12ème Congrès annuel de LEXUNION

Le 12ème congrès de Lexunion s’est tenu du 25 au 28 septembre sous le soleil de Montreux, où nous accueillait l’équipe d’Acta Montreux. Une soixantaine de congressistes et vingtaine d’accompagnants venus d’Allemagne, de Belgique, d’Espagne, de France, d’Italie, des Pays-Bas et de Suisse ont pris part aux travaux et festivités.

Le jeudi soir, Philippe Mauler, président de Lexunion, et Julien Schlaeppi en représentation d’Acta notaires, ont accueilli les participants et les accompagnants sur la terrasse de l’Hôtel Suisse Majestic, lors du cocktail dînatoire de bienvenue.

Le vendredi 26 au matin a débuté avec la partie officielle du congrès et la tenue de l’Assemblée des délégués.

S’en est suivi un discours de bienvenue du directeur du Montreux Palace, qui a fait place à Madame Motamedi de la Banque Edmond de Rothschild, sponsor de ce XIIème congrès Lexunion, aux fins de présenter l’évolution et la croissance de la Banque depuis son origine.

Suite à cela, le président Philippe Mauler a pu annoncer l’ouverture des travaux scientifiques, qui se centraient cette année sur « l’Avoir sans pouvoir et le Pouvoir sans avoir: la dissociation de l’avoir et du pouvoir au service de l’organisation patrimoniale ».

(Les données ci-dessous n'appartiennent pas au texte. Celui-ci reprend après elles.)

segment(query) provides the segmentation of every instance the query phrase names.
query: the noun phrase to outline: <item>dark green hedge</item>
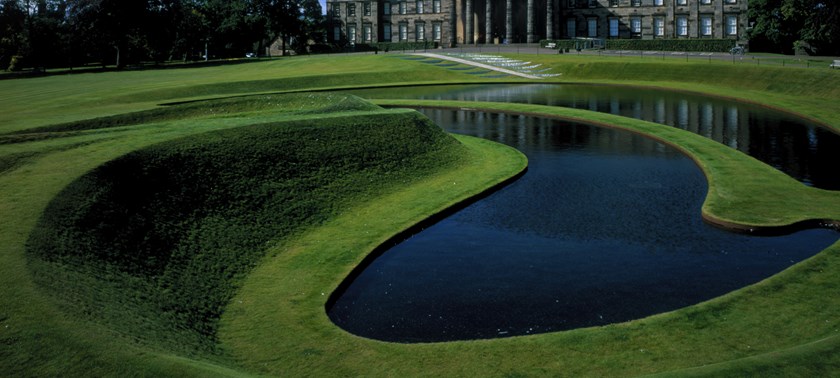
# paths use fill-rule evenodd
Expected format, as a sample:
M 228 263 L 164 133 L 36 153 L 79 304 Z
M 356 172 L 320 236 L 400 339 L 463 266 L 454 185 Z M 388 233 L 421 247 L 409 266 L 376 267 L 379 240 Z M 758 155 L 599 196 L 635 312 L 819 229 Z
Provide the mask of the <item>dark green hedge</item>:
M 733 39 L 609 39 L 609 50 L 729 52 Z
M 588 40 L 558 39 L 542 40 L 540 45 L 546 47 L 554 43 L 555 48 L 590 48 Z M 732 39 L 608 39 L 607 50 L 643 50 L 643 51 L 690 51 L 690 52 L 729 52 L 735 47 Z

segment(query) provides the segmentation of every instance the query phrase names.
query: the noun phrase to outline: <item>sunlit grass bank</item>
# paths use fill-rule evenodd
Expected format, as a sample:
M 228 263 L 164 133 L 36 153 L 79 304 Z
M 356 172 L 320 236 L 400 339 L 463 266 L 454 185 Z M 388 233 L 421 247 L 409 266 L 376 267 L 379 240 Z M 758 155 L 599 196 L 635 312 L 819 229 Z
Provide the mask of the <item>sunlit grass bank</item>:
M 562 73 L 554 82 L 733 97 L 840 130 L 840 72 L 725 62 L 528 59 Z M 267 94 L 475 82 L 499 81 L 394 54 L 0 81 L 0 371 L 837 371 L 840 244 L 712 301 L 606 327 L 403 345 L 334 326 L 324 305 L 371 250 L 515 175 L 526 161 L 507 147 L 447 136 L 412 111 L 328 93 Z M 255 93 L 262 95 L 242 97 Z M 210 98 L 217 99 L 189 102 Z M 806 188 L 677 129 L 571 109 L 455 105 L 574 118 L 666 140 L 703 167 L 711 188 L 704 211 L 721 221 L 778 226 L 840 218 L 836 193 Z

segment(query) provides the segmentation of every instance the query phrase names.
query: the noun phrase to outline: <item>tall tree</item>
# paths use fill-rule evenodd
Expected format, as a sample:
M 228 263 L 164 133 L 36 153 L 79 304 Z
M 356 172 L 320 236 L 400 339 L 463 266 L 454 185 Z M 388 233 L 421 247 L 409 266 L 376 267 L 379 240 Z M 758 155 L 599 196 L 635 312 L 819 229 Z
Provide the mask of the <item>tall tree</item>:
M 751 0 L 753 50 L 790 54 L 797 49 L 840 54 L 840 3 L 827 0 Z
M 0 69 L 17 69 L 10 64 L 12 57 L 19 56 L 24 49 L 26 11 L 17 0 L 2 0 L 0 7 Z
M 303 29 L 303 15 L 297 0 L 260 0 L 263 15 L 268 25 L 268 35 L 274 40 L 280 38 L 281 50 L 284 54 L 291 38 Z

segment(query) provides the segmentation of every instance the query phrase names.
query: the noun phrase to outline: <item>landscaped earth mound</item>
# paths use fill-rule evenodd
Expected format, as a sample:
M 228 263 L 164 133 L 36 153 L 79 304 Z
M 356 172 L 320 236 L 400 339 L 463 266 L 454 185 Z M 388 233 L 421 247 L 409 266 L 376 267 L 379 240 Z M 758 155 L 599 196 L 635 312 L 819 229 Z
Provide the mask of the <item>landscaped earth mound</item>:
M 69 313 L 116 334 L 187 354 L 221 353 L 219 317 L 270 247 L 461 156 L 459 142 L 419 113 L 312 96 L 183 104 L 41 130 L 179 115 L 260 119 L 288 107 L 298 115 L 155 144 L 78 178 L 29 239 L 38 283 Z M 295 107 L 304 101 L 320 105 Z

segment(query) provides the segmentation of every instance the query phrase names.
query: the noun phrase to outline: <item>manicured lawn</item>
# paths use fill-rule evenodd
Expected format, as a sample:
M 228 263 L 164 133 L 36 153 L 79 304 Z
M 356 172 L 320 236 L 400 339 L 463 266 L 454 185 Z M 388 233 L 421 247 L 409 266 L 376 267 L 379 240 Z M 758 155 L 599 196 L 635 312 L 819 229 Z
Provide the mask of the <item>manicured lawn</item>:
M 563 74 L 554 82 L 656 86 L 732 97 L 789 109 L 840 131 L 840 71 L 528 58 Z M 404 345 L 359 338 L 334 326 L 324 305 L 371 250 L 515 175 L 526 161 L 507 147 L 437 135 L 412 112 L 382 110 L 358 99 L 307 93 L 237 96 L 475 82 L 499 81 L 395 54 L 0 81 L 0 369 L 10 376 L 812 376 L 840 368 L 840 299 L 835 294 L 840 290 L 840 243 L 737 292 L 606 327 Z M 227 99 L 159 105 L 208 98 Z M 703 208 L 710 219 L 746 226 L 840 219 L 836 192 L 807 188 L 743 154 L 677 129 L 573 109 L 425 105 L 585 120 L 674 144 L 691 154 L 710 180 Z M 353 128 L 379 122 L 387 133 Z M 414 126 L 401 131 L 400 124 Z M 442 147 L 403 148 L 425 148 L 430 135 L 437 135 L 441 144 L 435 145 Z M 291 146 L 305 156 L 290 155 L 294 160 L 266 165 L 256 170 L 259 174 L 248 171 L 267 156 L 286 156 Z M 411 159 L 393 165 L 393 156 Z M 360 160 L 370 165 L 356 164 Z M 187 169 L 183 174 L 171 169 L 171 185 L 149 184 L 160 180 L 173 162 Z M 302 164 L 294 174 L 281 169 L 291 162 Z M 133 175 L 132 169 L 146 176 Z M 317 175 L 310 175 L 315 170 Z M 342 173 L 350 176 L 342 178 Z M 131 192 L 109 188 L 115 177 L 120 182 L 145 179 L 132 185 L 137 193 L 118 201 L 114 193 Z M 373 184 L 365 185 L 366 180 Z M 204 185 L 208 182 L 224 185 Z M 280 184 L 289 186 L 278 189 Z M 175 188 L 189 190 L 167 195 Z M 329 190 L 313 190 L 317 188 Z M 294 191 L 321 197 L 277 196 Z M 134 196 L 148 193 L 159 195 L 134 201 Z M 195 207 L 186 200 L 194 199 L 191 194 L 200 197 L 197 193 L 213 199 L 200 202 L 206 214 L 185 213 Z M 255 198 L 285 202 L 272 208 L 266 201 L 251 209 Z M 166 202 L 171 199 L 176 201 Z M 91 223 L 84 220 L 103 219 L 97 216 L 104 214 L 109 221 L 99 226 L 113 228 L 122 219 L 123 205 L 135 202 L 146 206 L 137 212 L 142 216 L 128 222 L 138 232 L 86 239 Z M 329 206 L 310 206 L 316 204 Z M 280 211 L 289 212 L 277 217 L 282 218 L 278 222 L 271 214 Z M 187 218 L 195 221 L 178 224 Z M 67 232 L 74 227 L 75 233 Z M 156 233 L 147 233 L 152 229 Z M 208 254 L 215 256 L 209 262 L 195 259 L 182 265 L 108 254 L 112 244 L 138 235 L 161 240 L 175 235 L 184 250 L 218 253 Z M 242 235 L 246 237 L 238 239 Z M 142 242 L 126 244 L 126 251 L 133 251 Z M 56 246 L 67 253 L 56 254 L 62 250 Z M 228 252 L 246 249 L 254 254 L 233 263 L 226 260 Z M 177 269 L 167 272 L 162 266 Z M 173 280 L 178 284 L 167 286 Z M 183 307 L 173 307 L 173 300 Z M 209 317 L 190 320 L 190 314 L 199 313 Z

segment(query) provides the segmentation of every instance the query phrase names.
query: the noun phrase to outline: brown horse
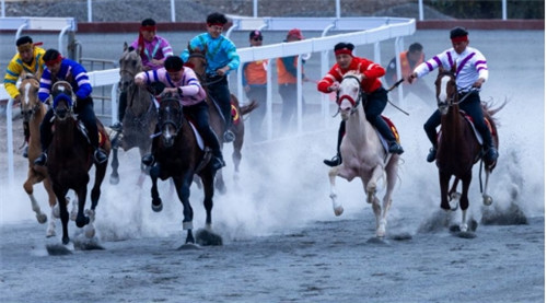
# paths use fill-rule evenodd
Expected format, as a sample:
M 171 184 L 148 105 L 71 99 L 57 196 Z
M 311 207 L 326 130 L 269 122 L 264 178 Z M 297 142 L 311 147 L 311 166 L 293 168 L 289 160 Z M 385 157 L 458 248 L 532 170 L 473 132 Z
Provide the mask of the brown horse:
M 83 228 L 89 224 L 85 234 L 93 237 L 95 230 L 93 222 L 95 219 L 95 208 L 101 196 L 101 184 L 104 179 L 108 162 L 95 165 L 95 184 L 91 190 L 91 209 L 85 211 L 85 199 L 88 196 L 88 183 L 90 182 L 89 171 L 93 166 L 93 150 L 86 137 L 79 129 L 78 121 L 72 112 L 73 98 L 72 88 L 66 81 L 58 81 L 53 85 L 51 96 L 65 94 L 65 98 L 59 98 L 54 108 L 55 132 L 48 148 L 47 172 L 51 179 L 53 188 L 58 201 L 62 201 L 69 189 L 75 191 L 78 196 L 78 214 L 75 224 Z M 105 132 L 101 121 L 97 119 L 101 148 L 106 154 L 110 152 L 110 140 Z M 60 218 L 62 222 L 62 244 L 68 244 L 68 211 L 66 203 L 59 203 Z M 89 217 L 88 217 L 89 215 Z
M 21 84 L 19 92 L 21 96 L 21 114 L 23 119 L 28 123 L 31 137 L 28 139 L 28 174 L 23 188 L 25 189 L 28 198 L 31 198 L 32 209 L 36 213 L 36 219 L 39 223 L 47 222 L 47 214 L 42 212 L 36 198 L 34 197 L 34 185 L 43 182 L 46 189 L 49 207 L 51 212 L 49 215 L 49 224 L 47 226 L 46 236 L 55 235 L 55 217 L 59 218 L 56 213 L 55 206 L 57 200 L 51 187 L 51 182 L 47 174 L 45 166 L 34 165 L 34 160 L 38 158 L 42 152 L 39 143 L 39 125 L 46 115 L 46 106 L 38 100 L 39 81 L 33 74 L 26 73 L 21 75 Z
M 459 230 L 467 231 L 466 213 L 469 207 L 467 197 L 473 176 L 473 165 L 481 158 L 481 145 L 475 136 L 472 123 L 468 121 L 459 110 L 459 100 L 456 89 L 455 67 L 447 71 L 439 69 L 435 81 L 437 100 L 441 112 L 441 135 L 439 138 L 439 150 L 437 152 L 437 166 L 439 167 L 439 180 L 441 186 L 441 208 L 444 210 L 456 210 L 457 202 L 462 209 L 462 222 Z M 490 109 L 487 104 L 482 104 L 482 113 L 487 125 L 491 127 L 492 139 L 498 148 L 498 130 L 492 116 L 498 113 L 503 105 L 497 109 Z M 482 191 L 482 202 L 486 206 L 492 203 L 492 198 L 488 195 L 488 180 L 496 163 L 490 166 L 485 165 L 486 182 Z M 452 176 L 455 177 L 451 189 L 449 185 Z M 458 182 L 462 180 L 462 193 L 457 193 Z M 449 202 L 452 202 L 452 205 Z
M 172 178 L 178 199 L 184 207 L 183 229 L 187 231 L 186 244 L 195 244 L 196 240 L 193 234 L 194 210 L 189 201 L 190 185 L 194 174 L 201 177 L 205 194 L 203 206 L 207 212 L 207 231 L 198 233 L 199 242 L 200 235 L 207 236 L 206 234 L 211 232 L 214 171 L 211 168 L 209 162 L 210 155 L 206 155 L 203 150 L 199 148 L 197 138 L 190 124 L 184 117 L 183 106 L 177 98 L 167 96 L 161 100 L 158 120 L 161 136 L 156 137 L 152 143 L 155 164 L 150 168 L 150 177 L 152 178 L 152 209 L 161 211 L 163 208 L 162 199 L 158 191 L 158 178 L 162 180 Z M 214 237 L 219 238 L 220 236 Z M 201 241 L 201 243 L 207 244 L 206 241 Z
M 220 147 L 222 149 L 223 143 L 224 143 L 224 120 L 222 118 L 222 114 L 220 110 L 220 107 L 212 101 L 212 98 L 209 95 L 209 92 L 207 90 L 207 80 L 206 80 L 206 69 L 207 69 L 207 48 L 206 49 L 199 49 L 199 48 L 191 48 L 190 45 L 188 44 L 188 51 L 189 51 L 189 57 L 186 62 L 188 67 L 194 69 L 196 74 L 199 78 L 199 81 L 201 83 L 201 86 L 207 91 L 207 103 L 209 104 L 209 118 L 210 118 L 210 125 L 212 129 L 214 130 L 214 133 L 217 133 L 217 138 L 219 139 Z M 233 153 L 232 153 L 232 161 L 234 162 L 234 179 L 237 180 L 238 178 L 238 173 L 240 173 L 240 163 L 242 159 L 242 148 L 243 148 L 243 138 L 245 135 L 245 125 L 243 123 L 243 116 L 249 114 L 253 112 L 257 106 L 258 103 L 256 101 L 252 101 L 249 104 L 245 106 L 240 106 L 240 101 L 235 95 L 231 95 L 231 104 L 232 104 L 232 119 L 233 119 L 233 126 L 232 126 L 232 131 L 235 135 L 235 140 L 233 141 Z M 222 177 L 222 170 L 219 170 L 217 172 L 217 183 L 216 183 L 217 189 L 220 190 L 220 193 L 225 193 L 225 184 L 224 179 Z
M 142 61 L 139 54 L 124 44 L 124 54 L 119 58 L 119 89 L 121 97 L 127 98 L 127 108 L 124 115 L 124 130 L 113 138 L 113 156 L 110 184 L 119 183 L 119 161 L 118 148 L 124 151 L 139 148 L 140 158 L 150 152 L 152 139 L 158 121 L 158 114 L 154 107 L 152 95 L 144 88 L 135 84 L 135 75 L 142 71 Z M 144 172 L 144 166 L 141 166 Z M 139 184 L 143 180 L 143 174 L 139 178 Z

Les travaux scientifiques, efficacement coordonnés par Pascal Julien Saint-Amand, que nous remercions une fois de plus pour le grand travail de synthèse réalisé, ont fait l’objet d’une restitution au moyen d’un tableau comparatif, entrecoupée des interventions des représentants des différents pays aux fins de préciser le fonctionnement des outils envisagés dans leur pays. Au titre des outils susceptibles de dissocier l’avoir et le pouvoir et connus de la grande majorité des pays représentés, ont été analysés : le mandat simple, le mandat de protection future, la société civile et sa gérance par un tiers, la donation et la possibilité de déléguer l’administration du bien donné à un tiers, la donation en démembrement de propriété, le quasi-usufruit, la donation résiduelle et graduelle, la fiducie, le trust, la fondation et le mandat posthume. Ont également été présentés de façon plus succincte les outils propres à certains pays, à savoir : le stichting néerlandais, l’assurance-vie française, la société commerciale espagnole utilisée à des fins patrimoniales, l’exécuteur testamentaire suisse et allemand ainsi que la donation révocable belge.

L’après-midi a été consacrée à une promenade guidée de la ville de Montreux.

Les participants se sont ensuite retrouvés dans le hall du Fairmont Palace pour se rendre ensemble en autobus au château de Chillon où s’est tenu le dîner de gala sponsorisé par la succursale de Lausanne de la banque Edmond de Rothschild (Suisse), SA, qui fut précédé d’un apéritif de bienvenue dans un cadre exclusif.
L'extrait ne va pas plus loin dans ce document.